Click for the music info archive index

If It Weren't For Bad Luck

Andy Schwartz writes in the New York Rocker of January 1981. Photograph by Michael Uffer.

Photo by Michael Uffer

NEW YORK - Did ever a man suffer such unrelenting abuse, incomprehension, and just plain bad luck at the hands of the American record industry as Don Van Vliet, a/k/a Captain Beefheart?

After disentangling himself from a hopeless Warner Bros. contract; after engaging an enterprising and honest new manager; after reforming the second edition of his Magic Band and releasing what has been acclaimed as his best album in years - after all this, the hapless Cap once again finds himself virtually label-less in his native land. Within weeks after the appearance of Doc At The Radar Station, the distribution agreement between U.S. Atlantic and U.K. Virgin Records was terminated. Virgin's New York staff, already cut from a dozen workers to four, was summarily dismissed; the company's smart Greenwich Village townhouse office was put up for sale and all callers referred to its London headquarters.

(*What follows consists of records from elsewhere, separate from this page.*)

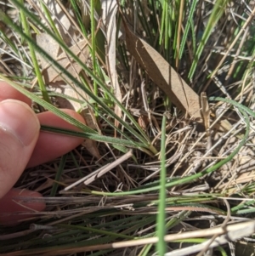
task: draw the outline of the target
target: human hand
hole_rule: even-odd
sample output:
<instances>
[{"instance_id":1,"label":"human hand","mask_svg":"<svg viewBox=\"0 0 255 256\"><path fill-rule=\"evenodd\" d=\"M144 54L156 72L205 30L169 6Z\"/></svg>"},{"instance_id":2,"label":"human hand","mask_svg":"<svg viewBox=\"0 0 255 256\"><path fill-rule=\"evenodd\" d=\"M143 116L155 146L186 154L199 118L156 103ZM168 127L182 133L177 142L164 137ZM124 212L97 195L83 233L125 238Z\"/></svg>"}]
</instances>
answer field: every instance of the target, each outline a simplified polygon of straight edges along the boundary
<instances>
[{"instance_id":1,"label":"human hand","mask_svg":"<svg viewBox=\"0 0 255 256\"><path fill-rule=\"evenodd\" d=\"M77 145L82 139L40 131L40 124L78 131L52 112L36 115L31 100L4 82L0 82L0 225L17 223L31 215L8 215L14 212L37 212L44 202L18 203L14 196L42 196L27 190L13 189L26 168L54 160ZM84 123L71 110L63 110ZM4 213L4 214L3 214Z\"/></svg>"}]
</instances>

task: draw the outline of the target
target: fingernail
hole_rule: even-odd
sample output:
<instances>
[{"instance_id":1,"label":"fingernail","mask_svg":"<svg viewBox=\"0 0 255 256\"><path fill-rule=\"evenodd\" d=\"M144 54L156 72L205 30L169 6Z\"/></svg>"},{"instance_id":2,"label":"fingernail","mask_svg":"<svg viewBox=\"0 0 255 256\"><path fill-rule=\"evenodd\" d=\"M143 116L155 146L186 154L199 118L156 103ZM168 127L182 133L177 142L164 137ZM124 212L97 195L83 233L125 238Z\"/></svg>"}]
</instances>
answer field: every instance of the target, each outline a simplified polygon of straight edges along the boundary
<instances>
[{"instance_id":1,"label":"fingernail","mask_svg":"<svg viewBox=\"0 0 255 256\"><path fill-rule=\"evenodd\" d=\"M29 145L37 136L40 123L26 103L6 100L0 103L0 128L12 134L24 145Z\"/></svg>"}]
</instances>

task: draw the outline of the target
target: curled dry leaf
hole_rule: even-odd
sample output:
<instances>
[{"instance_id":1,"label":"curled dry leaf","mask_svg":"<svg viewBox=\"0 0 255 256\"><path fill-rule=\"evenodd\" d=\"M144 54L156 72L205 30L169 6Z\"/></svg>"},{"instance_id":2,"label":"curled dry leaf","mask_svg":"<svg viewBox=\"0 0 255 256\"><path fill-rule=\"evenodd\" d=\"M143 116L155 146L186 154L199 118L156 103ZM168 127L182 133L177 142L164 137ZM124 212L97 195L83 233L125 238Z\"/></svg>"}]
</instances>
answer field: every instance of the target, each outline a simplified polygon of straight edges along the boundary
<instances>
[{"instance_id":1,"label":"curled dry leaf","mask_svg":"<svg viewBox=\"0 0 255 256\"><path fill-rule=\"evenodd\" d=\"M60 46L48 34L42 33L37 35L37 42L38 46L44 49L48 54L51 54L65 70L67 70L73 77L76 77L80 73L82 68L71 57L68 57L65 53L59 55ZM88 46L86 40L82 40L70 48L75 55L79 57L82 62L86 62L89 56ZM41 65L42 67L42 75L46 83L63 81L64 78L68 82L71 81L63 74L56 71L55 68L48 64L47 60L40 55Z\"/></svg>"},{"instance_id":2,"label":"curled dry leaf","mask_svg":"<svg viewBox=\"0 0 255 256\"><path fill-rule=\"evenodd\" d=\"M202 122L199 96L156 50L130 31L124 20L123 24L128 49L136 61L178 108Z\"/></svg>"},{"instance_id":3,"label":"curled dry leaf","mask_svg":"<svg viewBox=\"0 0 255 256\"><path fill-rule=\"evenodd\" d=\"M65 53L62 53L60 56L59 51L60 47L58 43L54 42L54 40L48 34L40 34L37 36L37 43L38 45L42 48L45 51L47 51L51 56L54 57L55 60L59 62L65 70L67 70L73 77L78 78L78 75L82 71L81 66L76 63L71 58L67 57ZM76 44L73 45L70 49L77 56L82 62L86 62L88 56L89 56L89 49L87 44L87 41L82 40ZM40 58L41 65L42 66L42 75L44 77L44 80L48 84L52 84L55 82L65 82L71 84L71 82L65 77L64 74L60 75L58 71L56 71L51 65L43 59ZM80 88L75 88L74 86L71 85L54 85L54 87L51 87L51 90L62 94L75 99L77 99L81 101L84 100L84 99L88 99L88 95ZM60 108L69 108L75 110L76 111L81 111L82 108L82 104L73 101L71 100L67 100L62 97L58 98L58 104ZM88 108L82 110L81 115L85 119L86 124L91 128L96 128L96 121L95 118L93 118L94 113L92 111L89 112ZM92 139L85 139L82 145L88 150L88 152L96 158L100 158L101 156L99 152L99 149L97 144L94 140Z\"/></svg>"},{"instance_id":4,"label":"curled dry leaf","mask_svg":"<svg viewBox=\"0 0 255 256\"><path fill-rule=\"evenodd\" d=\"M117 73L116 70L116 14L117 11L117 4L116 0L104 0L102 1L103 9L103 22L106 27L106 42L107 42L107 69L110 78L111 84L114 88L116 98L122 102L122 95L120 85L117 79ZM116 105L115 113L122 117L122 110ZM115 126L118 127L119 122L115 120ZM116 136L116 134L115 134Z\"/></svg>"}]
</instances>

Virgin rushed to ink an interim two-month U.S. distribution pact with RSO, but the agreement applied only to the latest albums by twee popsters XTC and metal morons Gillian; both Beefheart's album and the second Fingerprintz LP were cast adrift. Technically, Doc At The Radar Station is still an Atlantic release to be duly promoted and distributed; in truth, says Beefheart's manager, Ling Lucas, "the head of artist development (at Atlantic) tells me he's received no orders to work on this album. They tell me I have to get (Virgin president) Richard Branson to call the head guy at Atlantic, but what can Branson do? The deal's off."

The album, which had hovered hopefully around #200 in Billboard for a week or so, promptly dropped off the chart. Even a plethora of favorable press and a November 28 appearance on Saturday Night Live won't sell an album that never makes it into the racks.

The artist himself is battered but unbowed. An October tour of England and Europe played to sold-out houses, and Beefheart's position with Virgin in those territories remains secure. An American tour, booked by the Rosebud Agency of San Francisco, began in late November in Minneapolis and continues into December; support acts include James "Blood" Ulmer (at New York's Beacon Theater) and Jonathan Richman (at Emerald City in Philadelphia). The trek will wind up back in New York for a round of appearances at the city's leading rock / dance clubs. With or without record company support, Captain Beefheart soldiers on.